Entre los más desfavorecidos, el norte de África y Oriente Medio, una parte del mundo siempre agitada y en constante conflicto, en gran parte debido a los intereses de las grandes potencias en la región. El control por el canal de Suez y el atractivo por el provecho energético del gas y del petróleo, nunca han pasado desapercibidos para los poderosos. Qué decir de los enfrentamientos armados como el de Siria, Yemen o las revueltas del Líbano, que si ya antes de esta crisis estaban pasando totalmente desapercibidos, ahora durante la pandemia han quedado absolutamente invisibilizados. Si ya era vital la cooperación internacional, ahora que los países pudientes guardarán todos sus recursos para salvar sus economías, difícilmente veremos algún gesto de solidaridad en la zona. Además recordemos que estos países, desde hace tiempo, están soportando sin apenas medios, ni recursos y mucho menos la colaboración internacional, la llegada de miles de refugiados y de inmigrantes llegados de territorios de Asia Central y del África subsahariana como paso previo a Europa.

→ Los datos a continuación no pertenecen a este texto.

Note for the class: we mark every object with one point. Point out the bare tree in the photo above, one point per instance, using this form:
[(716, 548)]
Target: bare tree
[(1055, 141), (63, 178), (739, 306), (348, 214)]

Por último, el África negra, la siempre olvidada, que seguramente cuando todo pase veremos las típicas tardías e insuficientes campañas de solidaridad tratando de maquillar el problema y de limpiar la conciencia del hombre blanco. Una tierra para la cual la crisis es un statu quo permanente y que ya antes de esta pandemia convivía con infinidad de brotes víricos como el SIDA o la malaria entre otros muchos. Su situación económica, un mercado informal casi como modus vivendi y los grados de insalubridad derivados de la pobreza extrema, hacen casi imposible tratar de luchar contra la covid-19. Un continente, en su día, explotado por los gobiernos europeos y estadounidense y que ahora China se ha hecho en los últimos tiempos con el control casi total de la mayoría de sus recursos. Hipócritas a los que se les llenan las bocas hablando de las virtudes de las democracias occidentales y de lo escandaloso de los totalitarismos africanos, pero que llegada la hora, no dudan un ápice en negociar económicamente con muchos de sus dictadores.
Tiempos complicados para políticas de cambio real, donde los Trump, Bolsonaro y compañía hacen buenos a los Biden y las Merkel. Algo que se traslada a la sociedad, donde aquellos que luchaban por salir de la precariedad y la miseria, al asomarse al precipicio del apocalipsis en forma de pandemia, seguramente, durante un tiempo al menos, den por buena la vuelta a la pérdida de derechos y la explotación laboral. Se viene una época complicada para las tesis idealistas, en un horizonte casi por seguro plagado de políticas posibilistas. Con lo que la apuesta de los gobiernos, no cabe duda que pasará, en el mejor de los casos, por un estéril reformismo, por lo que ahora más que nunca será necesario mantener el espíritu revolucionario candente. Lo que está claro es que, otra vez más, los únicos rayos de esperanza en esta crisis están llegando desde los sectores públicos, frente a unos mercados y a un sistema capitalista que adolecen de la capacidad para dar salida a un problema que ataña a toda la humanidad.